For nearly six decades, Fred Kummerow warned the Food and Drug Administration (FDA) about the dangers of trans fats. As a young researcher, he made a startling discovery when he examined tissues taken from the arteries of people who had died from heart disease.

The tissue contained high levels of trans fats, an artificial substance discovered years earlier but had become ubiquitous in processed foods throughout the country. He published his research in 1957 warning about the dangers of trans fats and the development of atherosclerosis. A decade later, he insisted that the American Heart Association urge members of the Institute of Shortening and Edible Oils to eliminate or at least decrease the trans fat amounts. Although they would not eliminate trans fats, they did replace some with essential fatty oils.

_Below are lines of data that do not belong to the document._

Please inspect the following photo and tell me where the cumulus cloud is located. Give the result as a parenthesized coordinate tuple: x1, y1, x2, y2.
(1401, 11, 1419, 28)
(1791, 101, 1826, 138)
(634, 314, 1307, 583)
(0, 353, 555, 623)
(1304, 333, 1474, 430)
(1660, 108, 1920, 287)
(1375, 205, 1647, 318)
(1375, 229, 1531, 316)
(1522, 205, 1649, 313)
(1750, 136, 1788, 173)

Those changes were eventually made coinciding with a significant decline in coronary heart disease mortality beginning after 1968. Despite his research and further warnings over the years, the dangerous artificial trans fats still remained a major part of processed food for decades. Every time a group formed to study the issue Kummerow said, “It always ended up that you had to have more research before you could come to a conclusion.” In 2009, frustrated and fed up by the lack of action, he filed a 3,000-word citizen petition with the FDA citing the growing body of evidence against trans fats. The first line in the petition read: “I request to ban partially hydrogenated fat from the American diet.” The FDA ignored the petition for four years. In 2013, Fred Kummerow sued the FDA and the Department of Health and Human Services. Three months later, the FDA announced that trans fats would no longer be assumed safe for use in human foods. Thank you Fred Kummerow for your persistence to save lives!